Martin Scribbs | Oscar's Got Some Sea Legs
Look at Master and Commander's 10 Oscar nominations:
Best Motion Picture of the Year
Achievement in Directing
Achievement in Art Direction
Achievement in Cinematography
Achievement in Film Editing
Achievement in Makeup
Achievement in Costume Design
Achievement in Sound
Achievement in Sound Editing
Achievement in Visual Effects
I'm struck by the sharp divide between where the film did and did not find acclaim. Leaving aside for the moment Best Picture and Directing, M&C's awards booty is all in what might be called sight and sound categories. No doubt, the film is a marvel for the senses, a magnificent technical achievement.
But both you and I found the heart of the film to lie in the difficult friendship between the captain and doctor; neither Russell Crowe as Aubrey nor Paul Bettany as Maturin got an Oscar nod. Moreover, the film found no purchase in the adapted screenplay category. While any aspect of a film can appeal to the mind or to the gut, acting and writing comprise the most traditionally cerebral of the minor categories. The players and the play are more critical to presenting ideas that all the cinema and stagecraft surrounding them. We've discussed M&C's arguments, explicit and implied, those regarding virtue, modernity, change and just governance. For all its successes in the categories of sight and sound, Master and Commander got shafted in the idea categories.
So, in considering Best Picture and Directing, which are categories cumulative of everything that can possibly go into a movie, it's worth asking whether technical mastery can form the complete basis for a win. The answer is it can, and has. Titanic, which both won those same two Oscars for James Cameron, wasn't even nominated for its screenplay or its actors, and won neither actress award. Titanic was, however, graced with a boatload of nominations, including one in each of the 10 categories where M&C has now been short-listed.
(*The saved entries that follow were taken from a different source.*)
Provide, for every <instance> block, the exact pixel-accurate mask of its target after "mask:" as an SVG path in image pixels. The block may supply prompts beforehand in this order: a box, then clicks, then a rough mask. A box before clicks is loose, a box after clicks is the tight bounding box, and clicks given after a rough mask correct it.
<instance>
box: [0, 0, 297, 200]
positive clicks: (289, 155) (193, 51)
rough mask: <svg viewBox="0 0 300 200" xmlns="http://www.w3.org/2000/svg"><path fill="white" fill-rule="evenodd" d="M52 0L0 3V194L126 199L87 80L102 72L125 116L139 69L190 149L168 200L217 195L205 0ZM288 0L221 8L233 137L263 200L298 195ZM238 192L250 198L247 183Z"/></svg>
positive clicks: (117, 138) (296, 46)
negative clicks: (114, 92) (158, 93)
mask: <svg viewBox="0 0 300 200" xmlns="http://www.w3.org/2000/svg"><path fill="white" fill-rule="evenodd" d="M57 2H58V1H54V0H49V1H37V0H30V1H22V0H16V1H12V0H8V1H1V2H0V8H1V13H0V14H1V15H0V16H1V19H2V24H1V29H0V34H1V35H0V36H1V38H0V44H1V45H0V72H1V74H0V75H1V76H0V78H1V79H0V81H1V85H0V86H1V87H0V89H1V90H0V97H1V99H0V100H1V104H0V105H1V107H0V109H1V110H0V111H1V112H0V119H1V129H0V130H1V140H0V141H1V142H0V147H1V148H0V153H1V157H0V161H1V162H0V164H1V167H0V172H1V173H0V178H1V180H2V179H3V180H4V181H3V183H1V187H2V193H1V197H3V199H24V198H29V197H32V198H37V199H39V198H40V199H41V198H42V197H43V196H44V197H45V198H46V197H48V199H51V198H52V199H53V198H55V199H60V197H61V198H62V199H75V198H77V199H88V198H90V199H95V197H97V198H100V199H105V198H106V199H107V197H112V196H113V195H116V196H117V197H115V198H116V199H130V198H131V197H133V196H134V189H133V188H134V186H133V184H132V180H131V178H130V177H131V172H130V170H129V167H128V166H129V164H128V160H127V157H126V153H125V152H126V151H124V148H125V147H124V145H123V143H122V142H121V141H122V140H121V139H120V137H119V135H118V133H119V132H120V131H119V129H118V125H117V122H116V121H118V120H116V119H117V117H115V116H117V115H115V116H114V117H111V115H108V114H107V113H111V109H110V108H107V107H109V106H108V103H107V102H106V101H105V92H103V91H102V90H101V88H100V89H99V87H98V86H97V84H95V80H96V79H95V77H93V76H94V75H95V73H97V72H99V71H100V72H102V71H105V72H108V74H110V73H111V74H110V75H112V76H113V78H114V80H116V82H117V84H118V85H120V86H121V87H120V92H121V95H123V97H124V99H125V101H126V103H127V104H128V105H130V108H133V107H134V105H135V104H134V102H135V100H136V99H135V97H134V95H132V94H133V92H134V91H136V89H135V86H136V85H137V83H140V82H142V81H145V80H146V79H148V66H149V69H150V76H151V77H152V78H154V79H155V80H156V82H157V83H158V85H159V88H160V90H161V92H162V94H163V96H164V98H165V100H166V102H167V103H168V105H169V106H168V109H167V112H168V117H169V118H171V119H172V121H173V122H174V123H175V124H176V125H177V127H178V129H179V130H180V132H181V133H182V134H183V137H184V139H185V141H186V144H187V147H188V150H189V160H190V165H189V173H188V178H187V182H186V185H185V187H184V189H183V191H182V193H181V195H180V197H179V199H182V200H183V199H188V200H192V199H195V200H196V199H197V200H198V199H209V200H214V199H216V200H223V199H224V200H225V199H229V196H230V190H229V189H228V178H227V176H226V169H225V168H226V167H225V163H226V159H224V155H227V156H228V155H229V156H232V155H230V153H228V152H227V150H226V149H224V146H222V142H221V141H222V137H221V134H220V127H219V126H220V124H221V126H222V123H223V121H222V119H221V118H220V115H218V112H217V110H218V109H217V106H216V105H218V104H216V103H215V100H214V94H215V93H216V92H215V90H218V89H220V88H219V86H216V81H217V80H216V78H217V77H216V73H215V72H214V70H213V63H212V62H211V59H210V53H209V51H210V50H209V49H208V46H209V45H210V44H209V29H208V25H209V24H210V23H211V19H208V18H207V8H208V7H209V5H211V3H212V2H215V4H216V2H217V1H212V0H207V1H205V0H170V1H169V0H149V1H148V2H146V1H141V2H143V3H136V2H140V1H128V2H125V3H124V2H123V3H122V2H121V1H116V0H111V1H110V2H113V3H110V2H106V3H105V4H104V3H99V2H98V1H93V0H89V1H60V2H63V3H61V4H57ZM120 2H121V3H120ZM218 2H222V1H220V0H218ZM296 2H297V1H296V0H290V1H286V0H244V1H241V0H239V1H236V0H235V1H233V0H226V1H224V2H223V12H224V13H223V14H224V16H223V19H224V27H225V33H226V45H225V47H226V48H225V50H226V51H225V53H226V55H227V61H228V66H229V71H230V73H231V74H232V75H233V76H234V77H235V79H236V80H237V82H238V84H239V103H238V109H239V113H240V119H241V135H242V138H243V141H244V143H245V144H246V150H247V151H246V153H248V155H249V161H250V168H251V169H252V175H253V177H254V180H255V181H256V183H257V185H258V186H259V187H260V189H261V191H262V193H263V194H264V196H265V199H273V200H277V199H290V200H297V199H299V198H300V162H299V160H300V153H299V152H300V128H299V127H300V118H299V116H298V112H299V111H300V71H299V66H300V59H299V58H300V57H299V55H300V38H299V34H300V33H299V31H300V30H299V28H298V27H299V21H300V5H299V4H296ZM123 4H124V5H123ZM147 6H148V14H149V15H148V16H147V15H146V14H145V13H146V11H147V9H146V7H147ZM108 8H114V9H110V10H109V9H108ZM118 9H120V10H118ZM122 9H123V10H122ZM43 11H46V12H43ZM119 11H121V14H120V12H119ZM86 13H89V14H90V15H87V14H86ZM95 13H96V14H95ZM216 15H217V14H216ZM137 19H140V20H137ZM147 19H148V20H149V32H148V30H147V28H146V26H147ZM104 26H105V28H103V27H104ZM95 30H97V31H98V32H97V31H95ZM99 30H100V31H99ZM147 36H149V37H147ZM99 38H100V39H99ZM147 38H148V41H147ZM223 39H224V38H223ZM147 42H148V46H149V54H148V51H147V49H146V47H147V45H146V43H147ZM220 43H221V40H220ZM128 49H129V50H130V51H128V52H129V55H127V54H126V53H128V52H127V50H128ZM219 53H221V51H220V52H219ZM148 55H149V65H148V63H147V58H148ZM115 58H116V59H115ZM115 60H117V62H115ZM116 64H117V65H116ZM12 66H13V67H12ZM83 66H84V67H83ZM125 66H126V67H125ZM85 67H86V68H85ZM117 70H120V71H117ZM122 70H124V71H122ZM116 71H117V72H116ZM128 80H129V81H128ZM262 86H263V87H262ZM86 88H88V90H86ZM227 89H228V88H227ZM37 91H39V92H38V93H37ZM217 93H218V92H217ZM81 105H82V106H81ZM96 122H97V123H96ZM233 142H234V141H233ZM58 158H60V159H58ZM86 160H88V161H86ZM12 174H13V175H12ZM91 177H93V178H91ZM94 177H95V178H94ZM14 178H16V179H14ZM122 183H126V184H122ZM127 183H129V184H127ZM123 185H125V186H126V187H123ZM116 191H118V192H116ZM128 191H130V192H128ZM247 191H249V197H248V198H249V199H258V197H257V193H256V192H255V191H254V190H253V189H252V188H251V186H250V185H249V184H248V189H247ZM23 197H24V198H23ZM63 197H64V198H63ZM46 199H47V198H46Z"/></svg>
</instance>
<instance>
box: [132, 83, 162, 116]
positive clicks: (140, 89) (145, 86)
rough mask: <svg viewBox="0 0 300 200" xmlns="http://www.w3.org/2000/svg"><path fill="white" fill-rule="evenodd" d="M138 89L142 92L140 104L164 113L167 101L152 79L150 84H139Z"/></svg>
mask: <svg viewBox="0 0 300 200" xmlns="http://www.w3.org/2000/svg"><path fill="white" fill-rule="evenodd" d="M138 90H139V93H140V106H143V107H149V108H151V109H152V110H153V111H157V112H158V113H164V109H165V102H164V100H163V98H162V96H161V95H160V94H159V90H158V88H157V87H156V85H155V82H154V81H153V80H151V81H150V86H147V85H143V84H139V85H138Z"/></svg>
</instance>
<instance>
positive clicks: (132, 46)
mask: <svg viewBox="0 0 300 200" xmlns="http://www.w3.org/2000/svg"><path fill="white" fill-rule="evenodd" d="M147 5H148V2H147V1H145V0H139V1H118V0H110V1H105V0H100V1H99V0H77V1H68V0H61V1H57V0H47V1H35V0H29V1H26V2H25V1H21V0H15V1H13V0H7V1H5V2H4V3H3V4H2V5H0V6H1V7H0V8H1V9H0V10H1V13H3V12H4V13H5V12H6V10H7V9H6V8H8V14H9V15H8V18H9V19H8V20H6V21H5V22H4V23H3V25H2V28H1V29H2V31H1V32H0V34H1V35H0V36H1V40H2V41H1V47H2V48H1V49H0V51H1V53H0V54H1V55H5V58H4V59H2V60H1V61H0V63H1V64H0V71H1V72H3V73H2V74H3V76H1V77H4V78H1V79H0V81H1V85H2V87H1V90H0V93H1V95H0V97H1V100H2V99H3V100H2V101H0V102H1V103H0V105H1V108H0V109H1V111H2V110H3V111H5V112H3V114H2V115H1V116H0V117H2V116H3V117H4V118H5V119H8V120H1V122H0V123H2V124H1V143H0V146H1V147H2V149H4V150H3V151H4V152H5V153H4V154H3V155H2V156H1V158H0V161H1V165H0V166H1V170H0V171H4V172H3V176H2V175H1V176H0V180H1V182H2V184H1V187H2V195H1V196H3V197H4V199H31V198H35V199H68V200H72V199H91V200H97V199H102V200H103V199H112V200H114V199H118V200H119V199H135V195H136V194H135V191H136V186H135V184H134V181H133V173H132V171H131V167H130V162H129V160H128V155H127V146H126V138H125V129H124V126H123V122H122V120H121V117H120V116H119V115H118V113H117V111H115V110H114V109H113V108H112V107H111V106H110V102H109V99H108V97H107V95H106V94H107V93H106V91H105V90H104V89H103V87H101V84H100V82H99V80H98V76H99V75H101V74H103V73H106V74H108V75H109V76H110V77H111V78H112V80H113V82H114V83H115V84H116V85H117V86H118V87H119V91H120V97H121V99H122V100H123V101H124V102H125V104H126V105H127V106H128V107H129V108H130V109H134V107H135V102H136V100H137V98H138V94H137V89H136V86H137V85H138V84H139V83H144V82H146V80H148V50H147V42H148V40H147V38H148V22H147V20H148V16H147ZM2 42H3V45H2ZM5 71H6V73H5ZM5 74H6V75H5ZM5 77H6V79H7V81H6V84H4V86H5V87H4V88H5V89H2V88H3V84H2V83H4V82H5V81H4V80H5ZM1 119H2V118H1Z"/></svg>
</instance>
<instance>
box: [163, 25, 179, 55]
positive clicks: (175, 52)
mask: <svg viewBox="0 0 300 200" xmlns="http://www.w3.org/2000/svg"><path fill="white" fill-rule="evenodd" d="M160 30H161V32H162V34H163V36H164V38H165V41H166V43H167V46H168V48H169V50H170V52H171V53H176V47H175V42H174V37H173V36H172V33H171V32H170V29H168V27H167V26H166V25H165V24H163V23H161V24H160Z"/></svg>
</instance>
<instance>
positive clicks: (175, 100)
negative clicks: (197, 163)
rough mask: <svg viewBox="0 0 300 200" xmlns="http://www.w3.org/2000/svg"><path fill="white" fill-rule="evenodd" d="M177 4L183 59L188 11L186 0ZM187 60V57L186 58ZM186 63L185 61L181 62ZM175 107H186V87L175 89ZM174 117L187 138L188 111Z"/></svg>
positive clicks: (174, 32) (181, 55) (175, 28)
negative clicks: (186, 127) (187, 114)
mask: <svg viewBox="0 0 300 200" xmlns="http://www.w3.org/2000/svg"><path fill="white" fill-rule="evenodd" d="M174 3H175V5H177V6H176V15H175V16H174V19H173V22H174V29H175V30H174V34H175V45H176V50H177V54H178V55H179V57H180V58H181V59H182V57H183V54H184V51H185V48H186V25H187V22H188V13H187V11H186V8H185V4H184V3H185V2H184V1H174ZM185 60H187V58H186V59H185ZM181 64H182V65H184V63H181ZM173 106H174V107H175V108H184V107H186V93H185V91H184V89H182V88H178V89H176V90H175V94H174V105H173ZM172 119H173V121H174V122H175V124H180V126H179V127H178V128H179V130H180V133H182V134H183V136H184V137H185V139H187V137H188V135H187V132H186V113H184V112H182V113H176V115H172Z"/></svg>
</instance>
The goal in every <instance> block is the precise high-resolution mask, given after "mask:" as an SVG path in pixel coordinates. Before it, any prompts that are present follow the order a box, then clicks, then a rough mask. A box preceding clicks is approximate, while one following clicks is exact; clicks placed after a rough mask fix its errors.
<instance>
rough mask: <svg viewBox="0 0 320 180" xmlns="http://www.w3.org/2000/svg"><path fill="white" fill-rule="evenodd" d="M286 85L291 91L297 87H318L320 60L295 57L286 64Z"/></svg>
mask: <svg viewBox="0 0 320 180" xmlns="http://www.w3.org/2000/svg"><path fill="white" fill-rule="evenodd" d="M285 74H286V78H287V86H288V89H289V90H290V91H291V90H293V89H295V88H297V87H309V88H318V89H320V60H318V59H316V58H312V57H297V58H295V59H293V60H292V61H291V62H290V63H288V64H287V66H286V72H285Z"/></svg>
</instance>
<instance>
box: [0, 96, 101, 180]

If Master and Commander goes on to win the biggest of all showbiz awards, my heart will go on. But when elevating a film to be an emblem for all that was right about film in 2003, the year of shock and awe, I'd much prefer the still, deep waters of Lost in Translation. If Seabiscuit wins, you take the rowboat; the Jacks (Sparrow, Aubrey, Dawson) and I would rather go down with the ship.
Stephen Himes | If You Were Paul Bettany, Would You Get Out of Bed
ever? I wouldn't, unless my wife Jennifer Connelly needed some help in the kitchen, or asked me to regrout the tiles. Whatever my wife Jennifer Connelly would want, she would get. Tuesday must have been a lousy morning to be Bettany get out of bed with my wife Jennifer Connelly, make some coffee for my wife Jennifer Connelly, ask my wife Jennifer Connelly to turn on the TV, only to find out that my wife Jennifer Connelly and I were both snubbed by the Academy of Motion Picture Arts and Sciences.
I like your comparison to Titanic, but I don't think Master and Commander has near the appeal of that movie. It has as much appeal to the female crowd as do my hockey pads after a week in the trunk of my car. There's no romance here, unless you count the camaraderie of the two leads. It's not the best movie of the year, and though the academy decided to bestow its accolades elsewhere, those two performances were still strong. So, if Paul were the Alan Colmes of the Surprise, that makes Russell Sean Hannity, right? That makes a lotta sense on a certain level, doesn't it?